2012-08-16 15:58:41,359 INFO Connected to environment.
machines:
  1:
    agent-state: running
    dns-name: ec2-54-247-132-175.eu-west-1.compute.amazonaws.com
    instance-id: i-458db40d
    instance-state: running
services:
  hadoop-master:
    charm: cs:precise/hadoop-5
    exposed: true
    relations:
      jobtracker:
      - hadoop-slave
      namenode:
      - hadoop-slave
    units:
      hadoop-master/0:
        agent-state: started
        machine: 1
        open-ports:
        - 8020/tcp
        - 50070/tcp
        - 8021/tcp
        - 50030/tcp
        public-address: ec2-54-247-132-175.eu-west-1.compute.amazonaws.com
2012-08-16 15:58:43,555 INFO 'status' command finished successfully

The expose sub command opens up access to the service to the wider world – in the case of ec2 the internet at large.  The ports to expose are defined in the charm using the ‘open-port’ command provided by Juju.

Use Hadoop!

Now that you have a running Hadoop cluster, let’s run something on it.  Fortunately there are some standard benchmarks provided by Hadoop which you can use to try things out; we’re going to run the TeraSort benchmark which generates, sorts and validates a defined number of random 100 byte rows of data – in this case 10 million of them.
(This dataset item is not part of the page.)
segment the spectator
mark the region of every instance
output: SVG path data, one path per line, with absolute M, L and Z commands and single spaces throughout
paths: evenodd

Juju provides a nice way to access service units:

juju ssh hadoop-master/0

Note that Juju will have automatically inserted you SSH public key into the service unit so you should drop straight in.

As I used this benchmark to test the charm during development, you will find a handy script in /usr/lib/hadoop/terasort.sh to execute the benchmark:

ubuntu@ip-10-48-249-101:~$ /usr/lib/hadoop/terasort.sh
Generating 10000000 using 100 maps with step of 100000
12/08/16 15:01:11 INFO mapred.JobClient: Running job: job_201208161457_0001
12/08/16 15:01:12 INFO mapred.JobClient:  map 0% reduce 0%
12/08/16 15:01:35 INFO mapred.JobClient:  map 1% reduce 0%
12/08/16 15:01:36 INFO mapred.JobClient:  map 3% reduce 0%
12/08/16 15:01:38 INFO mapred.JobClient:  map 5% reduce 0%
12/08/16 15:01:39 INFO mapred.JobClient:  map 8% reduce 0%
12/08/16 15:01:41 INFO mapred.JobClient:  map 9% reduce 0%
12/08/16 15:01:44 INFO mapred.JobClient:  map 10% reduce 0%
..

Congratulations! You are now running a map reduce job on your deployed cluster.  You should be able to see it running through the Job Tracker Web UI as well.

Scale Out!

One of the powerful features in Juju is the ability to scale up a service to provide additional capacity; this of course requires that the software you are deploying supports scale out!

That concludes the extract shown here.